Allison Joseph

Photo by Rusty Bailey
Allison Joseph was born in London, England, to Caribbean parents and grew up in Toronto, Canada and the Bronx, New York. She is a graduate of Kenyon College and the MFA Program at Indiana University. Joseph is the author of many collections of poetry, including Dwelling (2025), Lexicon (2021), Confessions of a Barefaced Woman (2018), all from Red Hen Press. Joseph’s other books include My Father’s Kites (Steel Toe Books, 2010), Voice: Poems (Mayapple Press, 2009), Worldly Pleasures (Word Poetry, 2004), Imitation of Life (Carnegie Mellon University Press, 2003), In Every Seam (University of Pittsburgh Press, 1997), Soul Train (Carnegie Mellon University Press, 1997), and What Keeps Us Here (Ampersand Press, 1992), which won a John C. Zacharis First Book Award. Of her work, which frequently joins autobiography to cultural narratives and histories of Afro-Caribbean communities, Joseph has said, “I write to be a recorder, observer, participant, and sometimes, even judge. I want to engage the world as I see it with my whole self—all those different aspects of it.”

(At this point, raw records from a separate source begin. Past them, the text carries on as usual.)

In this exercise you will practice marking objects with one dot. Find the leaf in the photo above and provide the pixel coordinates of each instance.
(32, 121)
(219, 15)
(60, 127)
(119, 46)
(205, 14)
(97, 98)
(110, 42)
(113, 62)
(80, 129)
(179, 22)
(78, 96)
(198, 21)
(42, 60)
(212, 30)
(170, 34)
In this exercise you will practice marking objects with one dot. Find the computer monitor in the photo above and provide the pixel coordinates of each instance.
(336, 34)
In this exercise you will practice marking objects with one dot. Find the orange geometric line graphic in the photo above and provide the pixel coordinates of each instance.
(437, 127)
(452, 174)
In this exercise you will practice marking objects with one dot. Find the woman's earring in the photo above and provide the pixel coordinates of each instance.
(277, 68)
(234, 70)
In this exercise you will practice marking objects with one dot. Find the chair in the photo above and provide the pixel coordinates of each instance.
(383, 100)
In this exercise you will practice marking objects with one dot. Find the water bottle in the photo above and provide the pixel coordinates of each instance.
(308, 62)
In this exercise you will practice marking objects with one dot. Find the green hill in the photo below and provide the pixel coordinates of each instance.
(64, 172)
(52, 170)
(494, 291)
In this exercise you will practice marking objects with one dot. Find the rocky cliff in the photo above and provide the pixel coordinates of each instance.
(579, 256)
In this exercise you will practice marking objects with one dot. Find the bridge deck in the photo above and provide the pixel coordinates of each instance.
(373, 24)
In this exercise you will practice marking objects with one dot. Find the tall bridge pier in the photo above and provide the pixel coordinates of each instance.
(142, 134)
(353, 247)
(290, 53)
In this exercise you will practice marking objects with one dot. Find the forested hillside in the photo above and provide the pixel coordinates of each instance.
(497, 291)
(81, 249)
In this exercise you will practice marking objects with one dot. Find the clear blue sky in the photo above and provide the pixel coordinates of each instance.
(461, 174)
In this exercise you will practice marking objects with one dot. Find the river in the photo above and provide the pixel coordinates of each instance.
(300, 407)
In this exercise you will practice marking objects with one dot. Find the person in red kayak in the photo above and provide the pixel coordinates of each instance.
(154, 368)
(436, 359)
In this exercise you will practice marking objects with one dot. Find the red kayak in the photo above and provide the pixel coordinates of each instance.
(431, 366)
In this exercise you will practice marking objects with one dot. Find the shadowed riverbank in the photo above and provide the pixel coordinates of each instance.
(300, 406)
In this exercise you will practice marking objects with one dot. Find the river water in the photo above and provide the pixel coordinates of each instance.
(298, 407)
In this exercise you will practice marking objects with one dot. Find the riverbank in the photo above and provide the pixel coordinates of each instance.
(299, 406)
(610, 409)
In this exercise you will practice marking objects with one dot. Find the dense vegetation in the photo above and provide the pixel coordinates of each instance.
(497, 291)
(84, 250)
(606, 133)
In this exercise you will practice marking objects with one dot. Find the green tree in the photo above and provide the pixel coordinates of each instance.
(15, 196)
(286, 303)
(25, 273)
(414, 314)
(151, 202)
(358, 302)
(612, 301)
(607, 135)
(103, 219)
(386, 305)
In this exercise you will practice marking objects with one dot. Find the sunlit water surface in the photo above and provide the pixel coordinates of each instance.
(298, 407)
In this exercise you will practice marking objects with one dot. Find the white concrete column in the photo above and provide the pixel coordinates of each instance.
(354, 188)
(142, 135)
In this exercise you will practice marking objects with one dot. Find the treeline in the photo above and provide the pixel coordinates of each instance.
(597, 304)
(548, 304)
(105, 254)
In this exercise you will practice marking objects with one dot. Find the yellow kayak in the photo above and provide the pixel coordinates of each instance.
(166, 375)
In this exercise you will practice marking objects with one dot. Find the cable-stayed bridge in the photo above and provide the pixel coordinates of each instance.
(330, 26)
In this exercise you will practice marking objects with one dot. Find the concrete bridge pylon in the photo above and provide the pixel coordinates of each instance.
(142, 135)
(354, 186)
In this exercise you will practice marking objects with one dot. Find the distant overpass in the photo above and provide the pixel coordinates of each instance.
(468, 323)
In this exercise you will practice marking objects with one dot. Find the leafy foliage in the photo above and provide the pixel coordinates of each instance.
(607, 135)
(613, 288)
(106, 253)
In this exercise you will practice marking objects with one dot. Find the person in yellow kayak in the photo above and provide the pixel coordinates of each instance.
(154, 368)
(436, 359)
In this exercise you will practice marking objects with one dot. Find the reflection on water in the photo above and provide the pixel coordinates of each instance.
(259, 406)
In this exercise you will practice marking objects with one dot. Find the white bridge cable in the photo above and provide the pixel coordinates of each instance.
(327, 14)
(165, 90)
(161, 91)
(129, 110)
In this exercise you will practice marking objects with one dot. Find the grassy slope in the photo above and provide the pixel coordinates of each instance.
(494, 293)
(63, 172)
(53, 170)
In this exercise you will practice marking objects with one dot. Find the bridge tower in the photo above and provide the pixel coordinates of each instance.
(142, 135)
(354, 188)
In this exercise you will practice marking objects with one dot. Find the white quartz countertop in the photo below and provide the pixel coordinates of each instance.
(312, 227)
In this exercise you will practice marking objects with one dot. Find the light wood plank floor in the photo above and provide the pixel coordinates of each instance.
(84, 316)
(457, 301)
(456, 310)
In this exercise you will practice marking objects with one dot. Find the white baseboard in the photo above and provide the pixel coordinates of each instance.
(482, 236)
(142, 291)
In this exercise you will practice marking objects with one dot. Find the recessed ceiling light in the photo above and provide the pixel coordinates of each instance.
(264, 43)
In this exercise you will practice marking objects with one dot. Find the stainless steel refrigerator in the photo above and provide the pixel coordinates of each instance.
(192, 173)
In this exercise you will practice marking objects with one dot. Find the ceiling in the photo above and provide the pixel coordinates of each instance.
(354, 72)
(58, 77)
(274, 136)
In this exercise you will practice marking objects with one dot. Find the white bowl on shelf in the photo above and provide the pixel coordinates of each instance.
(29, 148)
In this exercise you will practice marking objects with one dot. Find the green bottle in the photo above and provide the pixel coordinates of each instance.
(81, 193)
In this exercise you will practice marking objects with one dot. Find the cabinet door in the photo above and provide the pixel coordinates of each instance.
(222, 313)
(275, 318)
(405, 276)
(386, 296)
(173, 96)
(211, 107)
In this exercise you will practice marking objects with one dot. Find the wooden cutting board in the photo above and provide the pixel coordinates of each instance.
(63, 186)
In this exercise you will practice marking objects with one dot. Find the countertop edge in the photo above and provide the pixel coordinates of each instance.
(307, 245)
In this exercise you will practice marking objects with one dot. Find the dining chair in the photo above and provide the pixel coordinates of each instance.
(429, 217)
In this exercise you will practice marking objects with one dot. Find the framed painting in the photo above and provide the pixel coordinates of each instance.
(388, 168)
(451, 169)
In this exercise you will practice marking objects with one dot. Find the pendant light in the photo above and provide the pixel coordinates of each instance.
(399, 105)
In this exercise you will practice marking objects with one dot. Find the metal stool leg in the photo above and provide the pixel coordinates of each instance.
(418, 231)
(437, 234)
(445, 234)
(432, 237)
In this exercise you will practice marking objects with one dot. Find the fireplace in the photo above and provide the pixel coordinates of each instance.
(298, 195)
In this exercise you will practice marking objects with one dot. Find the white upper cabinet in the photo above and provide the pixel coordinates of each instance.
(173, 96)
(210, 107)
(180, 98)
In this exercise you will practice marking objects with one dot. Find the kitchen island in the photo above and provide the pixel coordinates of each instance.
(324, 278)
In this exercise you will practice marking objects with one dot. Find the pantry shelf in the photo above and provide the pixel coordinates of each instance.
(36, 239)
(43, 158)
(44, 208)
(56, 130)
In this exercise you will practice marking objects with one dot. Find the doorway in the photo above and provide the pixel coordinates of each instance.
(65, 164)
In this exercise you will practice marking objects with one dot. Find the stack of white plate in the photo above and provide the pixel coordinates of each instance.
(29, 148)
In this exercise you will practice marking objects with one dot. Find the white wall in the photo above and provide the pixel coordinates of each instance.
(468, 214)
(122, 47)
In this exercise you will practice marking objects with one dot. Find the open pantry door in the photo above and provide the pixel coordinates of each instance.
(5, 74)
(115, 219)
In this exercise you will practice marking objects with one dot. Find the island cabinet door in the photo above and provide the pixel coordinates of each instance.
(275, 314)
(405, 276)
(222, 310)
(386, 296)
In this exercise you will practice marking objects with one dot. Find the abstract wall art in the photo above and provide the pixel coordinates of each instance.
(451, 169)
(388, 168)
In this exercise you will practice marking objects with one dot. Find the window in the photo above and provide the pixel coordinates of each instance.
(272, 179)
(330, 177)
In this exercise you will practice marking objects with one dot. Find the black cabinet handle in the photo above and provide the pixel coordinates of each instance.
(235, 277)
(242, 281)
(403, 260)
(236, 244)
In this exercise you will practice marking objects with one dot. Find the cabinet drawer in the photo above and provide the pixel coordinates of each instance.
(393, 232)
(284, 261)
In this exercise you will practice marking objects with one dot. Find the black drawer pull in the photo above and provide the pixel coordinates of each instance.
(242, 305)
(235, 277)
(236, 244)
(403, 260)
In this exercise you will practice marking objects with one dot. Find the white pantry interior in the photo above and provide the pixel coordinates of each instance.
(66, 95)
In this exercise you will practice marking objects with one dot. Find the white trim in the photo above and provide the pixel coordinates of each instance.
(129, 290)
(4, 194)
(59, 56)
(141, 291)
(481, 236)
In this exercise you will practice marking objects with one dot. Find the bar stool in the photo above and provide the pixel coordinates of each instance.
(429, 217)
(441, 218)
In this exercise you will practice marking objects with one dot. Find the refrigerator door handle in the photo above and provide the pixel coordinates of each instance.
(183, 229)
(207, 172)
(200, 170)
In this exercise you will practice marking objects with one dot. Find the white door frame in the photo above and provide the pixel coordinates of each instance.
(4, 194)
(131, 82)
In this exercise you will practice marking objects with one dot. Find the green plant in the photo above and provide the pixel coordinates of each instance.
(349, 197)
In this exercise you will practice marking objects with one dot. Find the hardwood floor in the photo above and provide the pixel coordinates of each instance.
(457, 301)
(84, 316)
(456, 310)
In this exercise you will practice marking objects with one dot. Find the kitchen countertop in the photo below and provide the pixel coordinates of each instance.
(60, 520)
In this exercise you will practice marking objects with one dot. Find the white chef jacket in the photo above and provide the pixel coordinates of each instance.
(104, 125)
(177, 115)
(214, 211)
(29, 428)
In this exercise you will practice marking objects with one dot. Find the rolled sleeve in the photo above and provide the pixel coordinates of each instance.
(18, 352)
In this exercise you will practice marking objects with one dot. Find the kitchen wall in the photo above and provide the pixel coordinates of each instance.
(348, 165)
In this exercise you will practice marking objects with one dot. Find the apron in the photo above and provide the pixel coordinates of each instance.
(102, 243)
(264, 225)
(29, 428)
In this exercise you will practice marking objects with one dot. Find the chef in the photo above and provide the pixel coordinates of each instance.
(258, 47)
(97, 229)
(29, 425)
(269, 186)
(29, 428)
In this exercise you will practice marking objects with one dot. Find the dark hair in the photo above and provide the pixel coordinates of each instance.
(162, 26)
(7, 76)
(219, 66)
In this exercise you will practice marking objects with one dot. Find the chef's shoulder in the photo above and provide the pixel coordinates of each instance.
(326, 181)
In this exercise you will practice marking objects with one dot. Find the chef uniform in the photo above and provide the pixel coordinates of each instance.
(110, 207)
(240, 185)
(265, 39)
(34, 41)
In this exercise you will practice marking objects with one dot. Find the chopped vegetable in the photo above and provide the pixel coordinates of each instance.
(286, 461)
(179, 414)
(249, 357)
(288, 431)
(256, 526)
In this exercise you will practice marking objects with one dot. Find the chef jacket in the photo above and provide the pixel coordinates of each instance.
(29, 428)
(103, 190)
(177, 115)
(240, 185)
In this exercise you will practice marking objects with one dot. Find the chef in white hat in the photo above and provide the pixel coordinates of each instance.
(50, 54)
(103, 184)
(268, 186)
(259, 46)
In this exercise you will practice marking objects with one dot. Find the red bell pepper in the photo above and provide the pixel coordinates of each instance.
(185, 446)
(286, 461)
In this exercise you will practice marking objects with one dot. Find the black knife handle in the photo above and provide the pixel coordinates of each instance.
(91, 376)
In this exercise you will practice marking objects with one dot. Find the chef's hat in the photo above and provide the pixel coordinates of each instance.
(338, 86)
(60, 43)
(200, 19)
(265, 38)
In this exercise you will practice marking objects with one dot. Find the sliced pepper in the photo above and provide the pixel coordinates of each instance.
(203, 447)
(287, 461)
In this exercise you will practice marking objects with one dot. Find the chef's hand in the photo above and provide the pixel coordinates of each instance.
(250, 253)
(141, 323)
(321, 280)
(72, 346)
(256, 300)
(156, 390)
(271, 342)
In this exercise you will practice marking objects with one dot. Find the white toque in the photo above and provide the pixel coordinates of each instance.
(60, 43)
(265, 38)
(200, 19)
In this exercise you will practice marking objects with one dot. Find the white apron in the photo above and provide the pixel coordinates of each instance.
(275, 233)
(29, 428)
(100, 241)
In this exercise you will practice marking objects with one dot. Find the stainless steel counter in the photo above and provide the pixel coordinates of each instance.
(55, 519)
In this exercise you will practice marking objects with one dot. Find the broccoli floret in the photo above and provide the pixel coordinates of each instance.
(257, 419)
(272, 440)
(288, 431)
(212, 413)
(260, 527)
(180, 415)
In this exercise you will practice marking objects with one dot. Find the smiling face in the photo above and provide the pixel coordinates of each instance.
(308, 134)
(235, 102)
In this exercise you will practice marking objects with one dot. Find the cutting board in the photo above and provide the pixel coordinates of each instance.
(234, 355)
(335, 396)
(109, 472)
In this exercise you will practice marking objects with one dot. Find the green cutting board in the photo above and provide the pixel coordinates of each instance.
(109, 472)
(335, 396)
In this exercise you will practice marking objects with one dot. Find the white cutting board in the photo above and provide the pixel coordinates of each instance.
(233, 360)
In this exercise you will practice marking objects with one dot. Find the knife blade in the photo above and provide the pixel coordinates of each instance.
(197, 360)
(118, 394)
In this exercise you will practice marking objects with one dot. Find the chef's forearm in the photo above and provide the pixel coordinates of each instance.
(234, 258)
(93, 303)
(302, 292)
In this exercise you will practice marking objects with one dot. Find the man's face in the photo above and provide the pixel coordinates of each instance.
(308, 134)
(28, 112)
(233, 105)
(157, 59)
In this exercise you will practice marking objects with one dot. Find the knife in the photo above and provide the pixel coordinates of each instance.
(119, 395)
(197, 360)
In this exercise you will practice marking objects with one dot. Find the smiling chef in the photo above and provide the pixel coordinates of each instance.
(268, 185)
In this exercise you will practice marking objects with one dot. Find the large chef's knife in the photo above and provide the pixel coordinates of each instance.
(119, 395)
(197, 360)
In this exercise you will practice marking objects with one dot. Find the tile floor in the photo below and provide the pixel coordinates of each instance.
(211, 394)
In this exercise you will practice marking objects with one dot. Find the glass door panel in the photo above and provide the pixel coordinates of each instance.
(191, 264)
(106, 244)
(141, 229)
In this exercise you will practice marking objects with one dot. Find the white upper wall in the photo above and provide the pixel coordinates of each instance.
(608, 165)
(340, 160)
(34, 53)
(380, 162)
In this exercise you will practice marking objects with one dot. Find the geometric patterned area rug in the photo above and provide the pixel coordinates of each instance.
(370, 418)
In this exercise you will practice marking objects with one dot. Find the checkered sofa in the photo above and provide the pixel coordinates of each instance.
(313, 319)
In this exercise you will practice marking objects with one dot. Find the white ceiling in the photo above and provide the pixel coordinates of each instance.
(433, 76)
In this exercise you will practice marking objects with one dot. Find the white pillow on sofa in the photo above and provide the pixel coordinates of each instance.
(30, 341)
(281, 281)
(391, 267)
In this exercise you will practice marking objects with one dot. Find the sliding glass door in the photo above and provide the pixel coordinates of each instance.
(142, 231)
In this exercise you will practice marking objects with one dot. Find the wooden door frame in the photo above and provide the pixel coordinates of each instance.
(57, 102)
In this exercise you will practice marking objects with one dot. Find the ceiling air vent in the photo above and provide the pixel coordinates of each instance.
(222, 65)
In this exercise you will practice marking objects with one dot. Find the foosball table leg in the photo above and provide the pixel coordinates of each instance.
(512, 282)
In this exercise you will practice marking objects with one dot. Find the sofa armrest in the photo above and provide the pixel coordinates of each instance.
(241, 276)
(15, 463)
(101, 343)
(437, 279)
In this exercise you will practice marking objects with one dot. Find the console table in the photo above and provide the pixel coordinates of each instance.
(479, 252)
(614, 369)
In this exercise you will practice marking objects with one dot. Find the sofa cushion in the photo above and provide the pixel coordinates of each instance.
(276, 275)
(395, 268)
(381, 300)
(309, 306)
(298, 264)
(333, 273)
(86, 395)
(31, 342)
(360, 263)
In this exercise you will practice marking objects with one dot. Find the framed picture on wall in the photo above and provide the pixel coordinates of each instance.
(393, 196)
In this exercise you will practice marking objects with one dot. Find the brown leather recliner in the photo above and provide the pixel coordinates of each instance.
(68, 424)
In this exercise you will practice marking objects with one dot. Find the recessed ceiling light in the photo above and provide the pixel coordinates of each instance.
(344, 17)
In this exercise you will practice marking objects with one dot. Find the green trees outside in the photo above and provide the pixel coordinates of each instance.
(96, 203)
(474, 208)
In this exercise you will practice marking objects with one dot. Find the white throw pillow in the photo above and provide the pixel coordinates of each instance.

Joseph’s honors and awards include fellowships from the Bread Loaf and Sewanee Writers’ Conferences and from the Illinois Arts Council. She is the recipient of a George Garrett Award for Outstanding Community Service in Literature from the Association of Writers & Writing Programs. Joseph is the Judge Williams Holmes Cook Endowed Professor of English at Southern Illinois University where she has taught for over 30 years. At SIU she serves as the editor of Crab Orchard Review, directs the MFA program, and ran the Young Writers Workshop, a summer program for high school students, for nineteen years. She is now the director of Writers in Common, a writing conference for writers of all ages and experience levels. She lives in Carbondale, Illinois.